This plenary or starter was inspired by my recent purchase – a set of Top Trumps cards on the First World War. I have written elsewhere about using Top Trumps cards in lessons but this mainly focused upon creating your own packs rather than using existing packs. Thinking about how to use this potentially engaging resource in an effective non-gimmicky manner, I thought perhaps the best way was to present students with a copy of the card on a PowerPoint slide and ask them questions based on judgements based on the criteria shown on the cards using the knowledge they have gained in the lesson if it was a plenary or if it was a starter then perhaps a card that covered a previous lesson’s content which links to the current lesson.
Such Challenge the Trumps! questions could be –
- Has the card got it right about [Insert relevant criteria here]?
- Overall, justify the judgements presented on the Top Trumps Card?

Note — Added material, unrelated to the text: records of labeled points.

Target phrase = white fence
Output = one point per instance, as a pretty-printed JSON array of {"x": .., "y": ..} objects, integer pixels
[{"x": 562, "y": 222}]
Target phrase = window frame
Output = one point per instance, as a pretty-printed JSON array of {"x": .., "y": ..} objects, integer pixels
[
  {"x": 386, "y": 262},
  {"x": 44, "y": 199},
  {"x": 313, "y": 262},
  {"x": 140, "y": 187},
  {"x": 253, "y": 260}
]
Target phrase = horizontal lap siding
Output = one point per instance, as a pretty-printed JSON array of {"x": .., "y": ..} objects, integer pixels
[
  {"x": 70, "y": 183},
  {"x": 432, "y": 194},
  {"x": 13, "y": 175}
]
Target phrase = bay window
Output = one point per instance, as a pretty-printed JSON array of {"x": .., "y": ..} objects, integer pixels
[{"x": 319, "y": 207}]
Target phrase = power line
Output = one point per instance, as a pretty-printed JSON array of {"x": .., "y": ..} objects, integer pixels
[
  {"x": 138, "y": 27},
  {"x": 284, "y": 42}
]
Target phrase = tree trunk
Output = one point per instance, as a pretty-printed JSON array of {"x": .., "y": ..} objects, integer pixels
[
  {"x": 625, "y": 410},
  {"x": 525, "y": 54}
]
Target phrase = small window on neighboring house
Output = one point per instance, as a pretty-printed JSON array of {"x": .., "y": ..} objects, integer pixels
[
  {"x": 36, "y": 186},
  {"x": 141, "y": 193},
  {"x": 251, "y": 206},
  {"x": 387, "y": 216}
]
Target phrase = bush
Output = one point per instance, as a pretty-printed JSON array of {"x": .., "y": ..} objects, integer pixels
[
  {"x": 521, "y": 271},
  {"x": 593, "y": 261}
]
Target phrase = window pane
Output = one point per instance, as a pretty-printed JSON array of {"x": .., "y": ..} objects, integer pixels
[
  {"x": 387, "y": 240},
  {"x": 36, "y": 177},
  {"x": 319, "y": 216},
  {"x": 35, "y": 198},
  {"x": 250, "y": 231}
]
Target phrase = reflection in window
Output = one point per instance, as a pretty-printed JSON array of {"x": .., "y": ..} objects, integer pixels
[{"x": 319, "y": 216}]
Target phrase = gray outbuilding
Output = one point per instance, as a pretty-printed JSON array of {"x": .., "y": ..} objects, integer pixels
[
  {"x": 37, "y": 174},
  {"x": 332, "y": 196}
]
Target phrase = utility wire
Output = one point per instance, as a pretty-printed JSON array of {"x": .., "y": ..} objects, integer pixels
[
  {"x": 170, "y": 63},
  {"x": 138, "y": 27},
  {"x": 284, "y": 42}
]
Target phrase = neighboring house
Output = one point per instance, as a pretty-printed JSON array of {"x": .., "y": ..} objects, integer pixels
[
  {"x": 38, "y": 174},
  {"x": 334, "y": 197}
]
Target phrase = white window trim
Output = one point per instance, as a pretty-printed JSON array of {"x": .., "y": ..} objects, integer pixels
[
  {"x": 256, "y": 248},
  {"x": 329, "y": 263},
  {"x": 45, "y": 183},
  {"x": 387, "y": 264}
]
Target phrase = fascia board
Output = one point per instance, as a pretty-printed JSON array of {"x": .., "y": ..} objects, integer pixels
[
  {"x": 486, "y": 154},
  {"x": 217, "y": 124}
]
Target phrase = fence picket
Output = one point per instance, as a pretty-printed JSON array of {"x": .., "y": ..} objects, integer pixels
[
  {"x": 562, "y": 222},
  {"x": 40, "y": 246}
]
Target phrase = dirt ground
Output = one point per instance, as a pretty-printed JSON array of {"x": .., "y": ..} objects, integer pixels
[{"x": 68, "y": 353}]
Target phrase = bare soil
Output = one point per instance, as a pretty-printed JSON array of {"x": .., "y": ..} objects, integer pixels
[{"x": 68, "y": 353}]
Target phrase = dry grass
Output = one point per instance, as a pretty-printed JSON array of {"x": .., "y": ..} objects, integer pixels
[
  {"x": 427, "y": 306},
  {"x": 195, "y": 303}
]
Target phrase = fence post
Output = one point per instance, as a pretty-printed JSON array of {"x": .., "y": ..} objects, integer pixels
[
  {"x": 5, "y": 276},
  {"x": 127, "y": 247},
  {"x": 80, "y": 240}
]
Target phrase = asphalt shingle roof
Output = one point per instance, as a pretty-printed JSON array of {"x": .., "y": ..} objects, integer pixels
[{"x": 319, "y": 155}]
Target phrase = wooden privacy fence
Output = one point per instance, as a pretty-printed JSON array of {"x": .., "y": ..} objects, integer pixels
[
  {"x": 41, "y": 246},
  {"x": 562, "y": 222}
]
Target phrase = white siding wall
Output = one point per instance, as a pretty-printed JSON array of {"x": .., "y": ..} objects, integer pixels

- Which judgement is the most accurate?
- Which judgement is the most inaccurate?
- Which criteria would you remove and what would you replace it with?
- Has the card got it wrong about?
To save you time, you could have a slide with the Top Trumps card on it with the six question frames above on it – each question is numbered. Then present the slide to your classes. Ask a student to throw a dice and they then have to answer, as a class, the question which corresponds with the number thrown on the dice. A link to an exemplar slide with Top Trumps card is below.
Alternatively, if there are no Top Trumps cards that fit your topic, you can always make your own and frameworks for this can be found on my first Top Trumps blog post on this site. This may help you explain the task and outline what the criteria is and what the judgements mean [for example – are they rated out of ten, twenty or one hundred].